New £7.5m jobs scheme to help get 2,500 people into work

from left back row, Paul Edmonson Jones, Director of public health, Sandra McKay Library Officer, front row, Christopher Akers-Belcher, Ben Houchen and Val Evens McMillan Centre Manager. Picture: Keith Taylor
from left back row, Paul Edmonson Jones, Director of public health, Sandra McKay Library Officer, front row, Christopher Akers-Belcher, Ben Houchen and Val Evens McMillan Centre Manager. Picture: Keith Taylor

A council chief has welcomed a new £7.5m scheme aimed at helping 2,500 into work.

The Tees Valley has secured £6m of additional devolved funding from the Government and £1.5m from the Tees Valley Combined Authority.

The funding is awarded to the six combined authority areas with elected mayors, and the Tees Valley has secured one of the most ambitious and comprehensive programmes.
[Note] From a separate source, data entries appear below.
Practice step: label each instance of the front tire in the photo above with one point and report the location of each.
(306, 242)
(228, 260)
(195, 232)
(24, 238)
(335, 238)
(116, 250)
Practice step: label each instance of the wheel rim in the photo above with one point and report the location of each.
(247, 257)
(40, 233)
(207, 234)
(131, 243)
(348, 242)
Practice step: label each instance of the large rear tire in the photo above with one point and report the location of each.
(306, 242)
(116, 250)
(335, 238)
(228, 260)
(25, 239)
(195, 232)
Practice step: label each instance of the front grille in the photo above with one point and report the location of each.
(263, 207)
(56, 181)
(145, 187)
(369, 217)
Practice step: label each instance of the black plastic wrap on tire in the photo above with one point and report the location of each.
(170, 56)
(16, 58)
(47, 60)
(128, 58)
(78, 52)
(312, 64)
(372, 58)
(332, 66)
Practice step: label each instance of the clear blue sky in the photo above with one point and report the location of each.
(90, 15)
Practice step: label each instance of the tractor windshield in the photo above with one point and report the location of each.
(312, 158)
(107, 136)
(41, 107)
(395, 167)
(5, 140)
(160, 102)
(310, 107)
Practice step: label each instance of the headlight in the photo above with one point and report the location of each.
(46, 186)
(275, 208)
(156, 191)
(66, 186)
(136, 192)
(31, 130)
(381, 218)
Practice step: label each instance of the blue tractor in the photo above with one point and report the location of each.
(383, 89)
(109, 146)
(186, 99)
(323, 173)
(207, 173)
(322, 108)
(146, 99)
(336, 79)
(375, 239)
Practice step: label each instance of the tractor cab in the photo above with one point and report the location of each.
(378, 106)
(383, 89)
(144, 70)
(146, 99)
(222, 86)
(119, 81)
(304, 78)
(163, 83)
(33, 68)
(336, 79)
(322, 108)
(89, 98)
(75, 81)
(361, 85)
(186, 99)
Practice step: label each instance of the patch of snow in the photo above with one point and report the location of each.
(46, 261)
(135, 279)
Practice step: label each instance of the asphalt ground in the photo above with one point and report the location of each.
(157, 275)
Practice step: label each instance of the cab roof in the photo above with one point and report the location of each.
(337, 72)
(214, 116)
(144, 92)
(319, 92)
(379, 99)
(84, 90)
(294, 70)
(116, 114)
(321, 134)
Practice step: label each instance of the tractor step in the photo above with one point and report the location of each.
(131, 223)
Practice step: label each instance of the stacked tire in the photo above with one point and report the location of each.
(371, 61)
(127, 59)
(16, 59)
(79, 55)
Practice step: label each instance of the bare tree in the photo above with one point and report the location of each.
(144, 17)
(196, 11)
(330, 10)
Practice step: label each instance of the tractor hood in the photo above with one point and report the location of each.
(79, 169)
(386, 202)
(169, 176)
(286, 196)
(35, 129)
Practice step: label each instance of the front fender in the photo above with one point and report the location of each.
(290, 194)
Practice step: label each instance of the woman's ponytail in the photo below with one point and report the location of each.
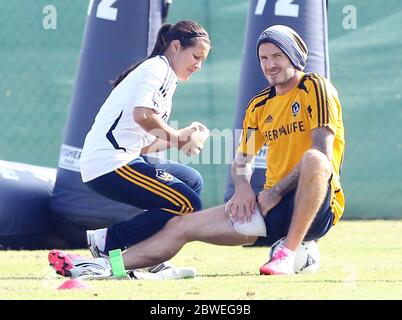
(159, 48)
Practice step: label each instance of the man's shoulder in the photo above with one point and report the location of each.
(261, 97)
(315, 80)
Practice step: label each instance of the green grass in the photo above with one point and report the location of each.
(359, 260)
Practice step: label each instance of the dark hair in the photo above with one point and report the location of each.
(187, 32)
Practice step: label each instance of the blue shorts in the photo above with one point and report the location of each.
(162, 188)
(277, 221)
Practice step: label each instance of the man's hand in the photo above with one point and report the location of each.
(268, 199)
(242, 205)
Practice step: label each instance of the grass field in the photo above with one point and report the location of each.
(359, 260)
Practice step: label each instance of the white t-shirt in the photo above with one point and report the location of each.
(115, 139)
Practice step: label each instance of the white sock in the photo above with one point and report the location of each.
(289, 252)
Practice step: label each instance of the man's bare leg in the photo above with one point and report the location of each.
(312, 188)
(211, 226)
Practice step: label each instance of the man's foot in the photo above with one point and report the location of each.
(281, 263)
(96, 240)
(79, 267)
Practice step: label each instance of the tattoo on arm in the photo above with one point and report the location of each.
(323, 140)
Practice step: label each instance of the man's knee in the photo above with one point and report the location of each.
(315, 162)
(178, 228)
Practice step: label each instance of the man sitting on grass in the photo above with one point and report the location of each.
(299, 117)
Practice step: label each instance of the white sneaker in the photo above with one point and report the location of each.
(281, 263)
(96, 239)
(79, 267)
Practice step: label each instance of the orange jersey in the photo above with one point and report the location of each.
(284, 124)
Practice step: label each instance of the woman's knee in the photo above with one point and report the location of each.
(196, 181)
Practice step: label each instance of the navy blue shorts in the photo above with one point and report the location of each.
(277, 221)
(162, 188)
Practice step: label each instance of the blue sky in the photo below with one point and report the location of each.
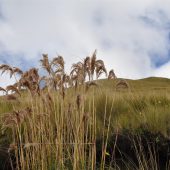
(131, 36)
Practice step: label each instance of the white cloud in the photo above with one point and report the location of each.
(130, 35)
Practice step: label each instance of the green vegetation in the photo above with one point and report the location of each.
(73, 124)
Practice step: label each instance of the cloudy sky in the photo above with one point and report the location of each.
(131, 36)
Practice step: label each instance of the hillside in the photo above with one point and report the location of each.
(143, 106)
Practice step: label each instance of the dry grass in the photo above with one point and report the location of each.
(57, 126)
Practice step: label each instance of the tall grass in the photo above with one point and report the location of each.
(74, 124)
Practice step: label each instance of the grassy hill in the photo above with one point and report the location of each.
(99, 113)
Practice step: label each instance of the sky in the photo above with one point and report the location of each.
(131, 36)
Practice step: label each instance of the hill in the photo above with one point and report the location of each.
(102, 111)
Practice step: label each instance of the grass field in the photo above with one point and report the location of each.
(98, 124)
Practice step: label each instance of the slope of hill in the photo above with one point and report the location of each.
(108, 106)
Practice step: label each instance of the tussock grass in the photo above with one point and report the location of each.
(72, 123)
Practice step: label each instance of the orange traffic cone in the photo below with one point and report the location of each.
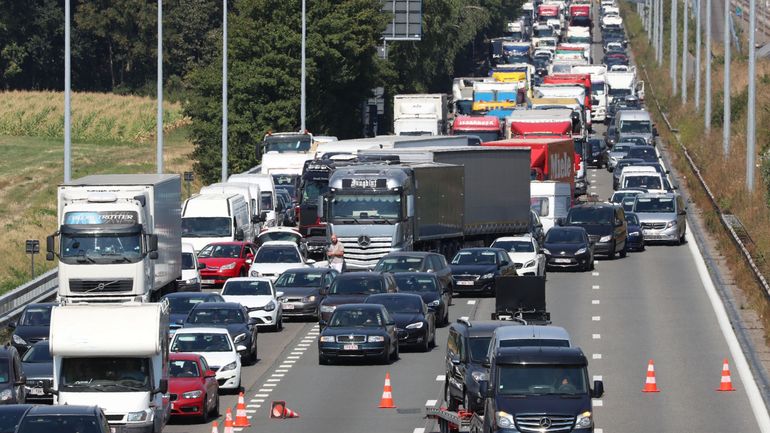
(726, 384)
(228, 421)
(650, 385)
(387, 395)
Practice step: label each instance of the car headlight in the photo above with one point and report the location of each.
(141, 416)
(230, 366)
(192, 394)
(504, 420)
(584, 420)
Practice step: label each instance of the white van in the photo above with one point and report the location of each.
(208, 218)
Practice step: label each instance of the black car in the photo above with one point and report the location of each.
(359, 331)
(605, 224)
(467, 347)
(231, 316)
(417, 261)
(12, 379)
(415, 324)
(568, 247)
(427, 285)
(353, 288)
(33, 326)
(301, 289)
(475, 269)
(65, 418)
(37, 366)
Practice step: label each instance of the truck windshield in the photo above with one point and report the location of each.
(532, 380)
(101, 248)
(358, 207)
(206, 227)
(105, 374)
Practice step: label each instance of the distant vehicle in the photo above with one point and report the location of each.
(259, 297)
(34, 325)
(569, 247)
(193, 387)
(359, 331)
(415, 324)
(216, 346)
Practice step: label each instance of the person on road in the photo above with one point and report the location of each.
(336, 254)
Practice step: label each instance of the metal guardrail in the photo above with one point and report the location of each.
(40, 289)
(726, 219)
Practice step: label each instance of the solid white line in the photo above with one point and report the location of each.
(741, 365)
Hartlepool Borough Council leader, Councillor Christopher Akers-Belcher, the combined authority’s cabinet member for education, employment and skills led the development of the proposal, following direct discussions with the Employment Minister under the devolution deal.

He said: “This gives the Tees Valley a great opportunity to demonstrate our commitment to work together to find local solutions to address the most complex economic and social challenges. I am confident we will make a real difference to improve the life chances of people across the Tees Valley.”

Tees Valley Mayor Ben Houchen said: “Over the last four years, the unemployment rate in the Tees Valley has halved. Our economy is growing, and more people are in work providing for themselves and their families.

“Things are getting better, but there remain stubborn barriers to work. This new investment from the Government, secured because we have a mayor, gives us a unique opportunity to address long-term unemployment.

“Today I’m calling on local support services, voluntary organisations and local councils to work together to provide the best possible support to help people back to work.”

The pilot initiative will support people aged 30 and over facing the greatest difficulties in accessing jobs.

This includes people who have been out of work for a long period, those who face physical and mental health challenges, and those who have had a claim for Employment Support Allowance rejected.

The initiative aims to support up to 2,500 people over the three-year lifetime of the pilot, move at least 25% into employment, and help the rest make significant progress towards securing work.

As a pilot programme, the combined authority will carry out a full evaluation, to understand which services are most successful, and make the case for future local investment.

Each person will have a key worker, they will be locally based, to ensure that support meets the needs of each individual.

Employers will be supported to offer valuable work experience and new job opportunities.